Setting, participants: Queensland residents aged 20 years or older admitted to Queensland hospitals with NAFLD/NASH during 1 July 2009 – 31 December 2018.
Main outcome measures: Progression to decompensated cirrhosis (ascites, hepatic encephalopathy, or oesophageal variceal bleeding).

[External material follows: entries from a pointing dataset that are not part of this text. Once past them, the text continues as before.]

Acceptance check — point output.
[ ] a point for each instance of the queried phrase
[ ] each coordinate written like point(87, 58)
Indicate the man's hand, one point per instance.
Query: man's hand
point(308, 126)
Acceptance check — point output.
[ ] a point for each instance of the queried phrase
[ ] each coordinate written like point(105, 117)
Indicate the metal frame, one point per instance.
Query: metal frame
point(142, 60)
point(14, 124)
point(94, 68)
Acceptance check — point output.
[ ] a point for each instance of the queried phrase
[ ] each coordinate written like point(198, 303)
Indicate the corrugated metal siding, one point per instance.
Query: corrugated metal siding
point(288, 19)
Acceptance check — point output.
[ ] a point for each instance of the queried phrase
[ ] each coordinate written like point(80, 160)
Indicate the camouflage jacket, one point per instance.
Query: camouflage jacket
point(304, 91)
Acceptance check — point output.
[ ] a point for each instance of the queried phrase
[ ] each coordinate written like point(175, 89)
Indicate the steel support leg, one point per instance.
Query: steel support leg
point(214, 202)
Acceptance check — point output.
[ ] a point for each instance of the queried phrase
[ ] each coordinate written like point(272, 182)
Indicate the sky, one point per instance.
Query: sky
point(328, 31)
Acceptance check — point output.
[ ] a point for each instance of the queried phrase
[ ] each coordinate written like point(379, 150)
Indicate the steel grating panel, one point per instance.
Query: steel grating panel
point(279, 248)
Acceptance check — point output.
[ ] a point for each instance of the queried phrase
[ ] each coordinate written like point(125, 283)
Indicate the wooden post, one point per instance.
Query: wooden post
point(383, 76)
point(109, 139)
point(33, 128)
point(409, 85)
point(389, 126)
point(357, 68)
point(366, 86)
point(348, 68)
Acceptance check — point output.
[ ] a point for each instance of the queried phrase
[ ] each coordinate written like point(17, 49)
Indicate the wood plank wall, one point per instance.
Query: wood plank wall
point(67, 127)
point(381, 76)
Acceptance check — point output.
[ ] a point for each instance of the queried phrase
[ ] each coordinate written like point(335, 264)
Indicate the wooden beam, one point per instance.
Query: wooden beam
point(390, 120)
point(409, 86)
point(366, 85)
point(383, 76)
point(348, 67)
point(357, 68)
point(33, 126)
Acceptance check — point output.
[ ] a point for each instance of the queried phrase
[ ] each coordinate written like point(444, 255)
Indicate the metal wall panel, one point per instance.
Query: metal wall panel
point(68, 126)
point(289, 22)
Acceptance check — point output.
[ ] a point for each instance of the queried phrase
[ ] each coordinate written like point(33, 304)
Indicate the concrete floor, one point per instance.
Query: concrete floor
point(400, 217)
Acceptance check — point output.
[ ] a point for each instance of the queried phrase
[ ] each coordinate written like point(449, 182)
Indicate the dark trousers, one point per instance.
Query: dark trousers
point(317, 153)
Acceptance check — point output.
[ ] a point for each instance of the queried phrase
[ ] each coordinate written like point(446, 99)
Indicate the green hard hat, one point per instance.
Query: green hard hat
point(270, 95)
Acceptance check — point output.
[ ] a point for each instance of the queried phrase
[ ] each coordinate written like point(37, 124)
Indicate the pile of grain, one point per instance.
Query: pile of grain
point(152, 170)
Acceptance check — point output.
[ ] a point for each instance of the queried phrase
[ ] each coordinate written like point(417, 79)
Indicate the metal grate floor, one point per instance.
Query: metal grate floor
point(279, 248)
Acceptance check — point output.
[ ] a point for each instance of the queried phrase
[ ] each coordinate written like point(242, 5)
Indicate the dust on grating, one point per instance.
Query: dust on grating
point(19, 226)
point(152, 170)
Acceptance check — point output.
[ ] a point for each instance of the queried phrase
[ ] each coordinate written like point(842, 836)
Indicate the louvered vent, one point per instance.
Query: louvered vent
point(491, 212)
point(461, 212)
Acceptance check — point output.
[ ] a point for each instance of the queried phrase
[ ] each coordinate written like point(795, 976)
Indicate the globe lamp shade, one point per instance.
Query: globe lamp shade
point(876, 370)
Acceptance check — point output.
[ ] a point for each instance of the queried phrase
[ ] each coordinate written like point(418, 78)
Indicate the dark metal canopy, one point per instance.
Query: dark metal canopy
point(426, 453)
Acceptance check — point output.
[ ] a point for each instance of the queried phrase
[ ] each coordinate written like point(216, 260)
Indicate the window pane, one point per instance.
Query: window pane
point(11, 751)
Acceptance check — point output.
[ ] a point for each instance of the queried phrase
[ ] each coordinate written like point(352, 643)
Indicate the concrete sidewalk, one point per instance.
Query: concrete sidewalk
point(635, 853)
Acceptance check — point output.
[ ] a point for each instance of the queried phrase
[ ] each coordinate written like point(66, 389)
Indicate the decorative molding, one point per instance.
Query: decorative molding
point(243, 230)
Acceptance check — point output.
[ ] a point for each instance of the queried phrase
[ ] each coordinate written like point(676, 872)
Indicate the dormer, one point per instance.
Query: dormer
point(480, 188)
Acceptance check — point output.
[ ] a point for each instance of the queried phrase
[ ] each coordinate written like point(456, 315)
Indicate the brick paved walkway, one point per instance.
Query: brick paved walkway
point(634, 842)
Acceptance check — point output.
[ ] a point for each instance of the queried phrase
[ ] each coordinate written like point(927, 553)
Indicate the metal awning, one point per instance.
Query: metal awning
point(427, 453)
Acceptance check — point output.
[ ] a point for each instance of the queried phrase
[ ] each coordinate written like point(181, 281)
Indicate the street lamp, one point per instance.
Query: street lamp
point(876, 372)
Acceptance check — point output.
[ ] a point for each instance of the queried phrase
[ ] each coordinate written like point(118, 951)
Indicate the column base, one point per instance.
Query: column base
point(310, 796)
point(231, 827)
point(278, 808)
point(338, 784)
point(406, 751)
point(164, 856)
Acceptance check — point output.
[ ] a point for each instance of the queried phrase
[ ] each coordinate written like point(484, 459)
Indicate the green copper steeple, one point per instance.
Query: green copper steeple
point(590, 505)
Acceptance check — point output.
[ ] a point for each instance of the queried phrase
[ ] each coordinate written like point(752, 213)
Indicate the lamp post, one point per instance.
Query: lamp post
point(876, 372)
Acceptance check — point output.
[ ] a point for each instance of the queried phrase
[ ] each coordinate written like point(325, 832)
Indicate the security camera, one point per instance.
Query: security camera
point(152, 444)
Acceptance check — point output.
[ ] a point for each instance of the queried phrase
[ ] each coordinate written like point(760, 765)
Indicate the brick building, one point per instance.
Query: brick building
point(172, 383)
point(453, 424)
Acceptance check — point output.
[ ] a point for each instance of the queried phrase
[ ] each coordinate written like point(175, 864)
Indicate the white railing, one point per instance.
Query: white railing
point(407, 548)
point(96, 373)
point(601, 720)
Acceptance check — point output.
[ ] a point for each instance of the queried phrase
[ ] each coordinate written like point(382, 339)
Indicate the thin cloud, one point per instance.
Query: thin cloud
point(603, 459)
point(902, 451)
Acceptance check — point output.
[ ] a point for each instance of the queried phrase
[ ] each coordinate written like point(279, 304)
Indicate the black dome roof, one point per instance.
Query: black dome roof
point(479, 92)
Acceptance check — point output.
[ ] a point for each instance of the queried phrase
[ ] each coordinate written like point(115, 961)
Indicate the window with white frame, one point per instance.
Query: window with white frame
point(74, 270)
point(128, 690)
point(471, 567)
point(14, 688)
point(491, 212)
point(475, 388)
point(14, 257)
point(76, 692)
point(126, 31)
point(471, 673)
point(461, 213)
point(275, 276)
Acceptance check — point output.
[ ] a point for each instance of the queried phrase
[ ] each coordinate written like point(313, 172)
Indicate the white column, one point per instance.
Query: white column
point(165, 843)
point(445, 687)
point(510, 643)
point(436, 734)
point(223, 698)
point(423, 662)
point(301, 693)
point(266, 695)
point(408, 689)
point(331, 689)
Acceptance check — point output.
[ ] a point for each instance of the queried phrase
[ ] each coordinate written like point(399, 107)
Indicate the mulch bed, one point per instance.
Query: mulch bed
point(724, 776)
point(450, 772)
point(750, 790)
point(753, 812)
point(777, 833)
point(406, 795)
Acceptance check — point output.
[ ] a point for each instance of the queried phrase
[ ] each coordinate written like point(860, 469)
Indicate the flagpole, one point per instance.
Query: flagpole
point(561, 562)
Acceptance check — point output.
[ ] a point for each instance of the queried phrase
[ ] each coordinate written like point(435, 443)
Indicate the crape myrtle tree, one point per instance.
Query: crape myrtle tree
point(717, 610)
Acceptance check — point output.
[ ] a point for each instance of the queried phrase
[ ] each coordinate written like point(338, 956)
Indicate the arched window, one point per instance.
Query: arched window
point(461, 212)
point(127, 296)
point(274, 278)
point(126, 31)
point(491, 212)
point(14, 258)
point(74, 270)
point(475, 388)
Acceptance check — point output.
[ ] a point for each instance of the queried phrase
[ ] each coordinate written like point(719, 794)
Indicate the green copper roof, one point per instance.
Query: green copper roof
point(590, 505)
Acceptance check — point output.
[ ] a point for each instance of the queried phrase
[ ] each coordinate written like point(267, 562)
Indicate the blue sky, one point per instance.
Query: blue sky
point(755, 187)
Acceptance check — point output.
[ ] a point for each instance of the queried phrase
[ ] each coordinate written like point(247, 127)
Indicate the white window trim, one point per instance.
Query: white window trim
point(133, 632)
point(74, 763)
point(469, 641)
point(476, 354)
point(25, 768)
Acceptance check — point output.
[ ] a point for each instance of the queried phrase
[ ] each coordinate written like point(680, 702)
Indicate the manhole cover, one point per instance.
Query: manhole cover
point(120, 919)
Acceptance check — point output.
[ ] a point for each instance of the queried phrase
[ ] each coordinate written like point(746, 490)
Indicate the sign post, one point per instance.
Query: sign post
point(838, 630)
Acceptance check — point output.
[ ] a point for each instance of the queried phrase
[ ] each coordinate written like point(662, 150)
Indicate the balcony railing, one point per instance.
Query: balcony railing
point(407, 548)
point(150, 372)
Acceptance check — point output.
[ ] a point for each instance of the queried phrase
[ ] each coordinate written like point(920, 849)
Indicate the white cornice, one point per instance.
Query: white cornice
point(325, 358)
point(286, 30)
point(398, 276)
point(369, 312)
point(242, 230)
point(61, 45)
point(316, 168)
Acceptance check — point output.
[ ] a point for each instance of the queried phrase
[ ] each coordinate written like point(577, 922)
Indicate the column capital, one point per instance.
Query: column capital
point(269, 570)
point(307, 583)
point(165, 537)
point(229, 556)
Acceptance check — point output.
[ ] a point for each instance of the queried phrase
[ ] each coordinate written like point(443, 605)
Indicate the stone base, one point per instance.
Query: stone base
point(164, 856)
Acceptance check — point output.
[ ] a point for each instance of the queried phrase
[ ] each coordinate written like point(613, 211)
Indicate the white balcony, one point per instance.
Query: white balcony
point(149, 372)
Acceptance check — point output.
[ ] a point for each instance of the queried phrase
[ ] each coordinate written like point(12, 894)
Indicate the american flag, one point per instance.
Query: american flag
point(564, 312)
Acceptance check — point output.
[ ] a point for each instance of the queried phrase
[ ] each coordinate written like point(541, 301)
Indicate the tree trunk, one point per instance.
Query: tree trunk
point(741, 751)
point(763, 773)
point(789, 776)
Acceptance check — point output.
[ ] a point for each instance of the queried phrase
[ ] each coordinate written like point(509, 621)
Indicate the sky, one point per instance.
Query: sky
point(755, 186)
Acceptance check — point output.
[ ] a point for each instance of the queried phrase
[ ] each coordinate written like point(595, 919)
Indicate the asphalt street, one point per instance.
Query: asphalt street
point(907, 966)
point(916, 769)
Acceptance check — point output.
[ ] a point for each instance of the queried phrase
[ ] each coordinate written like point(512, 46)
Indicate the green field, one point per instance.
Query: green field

Results: We included data for 8006 patients in our analysis (10 082 admissions), including 4632 women (58%) and 2514 people with diabetes mellitus (31%); median follow‐up time was 4.6 years (interquartile range, 2.7–7.2 years). Three hundred and fifty‐one people (4.4%) experienced decompensated cirrhosis during the follow‐up period. Of the 6900 people without cirrhosis, 4.5% (95% confidence interval [CI], 3.6–5.7%) experienced decompensated cirrhosis within ten years (mean, 0.5% per year; 95% CI, 0.4–0.6% per year); risk of progression was greater for people aged 70 years or older (v 20–39 years: adjusted hazard ratio [aHR], 4.7; 95% CI, 2.0–11.0) and those who had extrahepatic cancers (aHR, 5.0; 95% CI, 3.0–8.2), history of major cardiovascular events (aHR, 1.9; 95% CI, 1.2–3.1), or diabetes mellitus (aHR, 2.8; 95% CI, 2.0–3.9). Of the 1106 people with cirrhosis, 32.4% (95% CI, 27.2–38.3%) experienced decompensated cirrhosis within ten years (mean, 5.5% per year; 95% CI, 4.8–6.3% per year); risk of progression was greater for those with portal hypertension (aHR, 1.8; 95% CI, 1.3–2.7), extrahepatic cancer (aHR, 1.8; 95% CI, 1.1–2.9), or diabetes mellitus (aHR, 1.5; 95% CI, 1.1–2.0). Compared with people who had neither cirrhosis nor diabetes mellitus, the risk of decompensation was greater for people with cirrhosis (aHR, 10.7; 95% CI, 7.6–15.0) or cirrhosis and diabetes mellitus (aHR, 14.4; 95% CI, 10.1–20.6).
Conclusions: Given the greater risk of progression to cirrhosis decompensation in people with diabetes mellitus, a disorder common in people with NAFLD/NASH, identifying advanced fibrosis and providing appropriate treatment for averting disease progression is vital.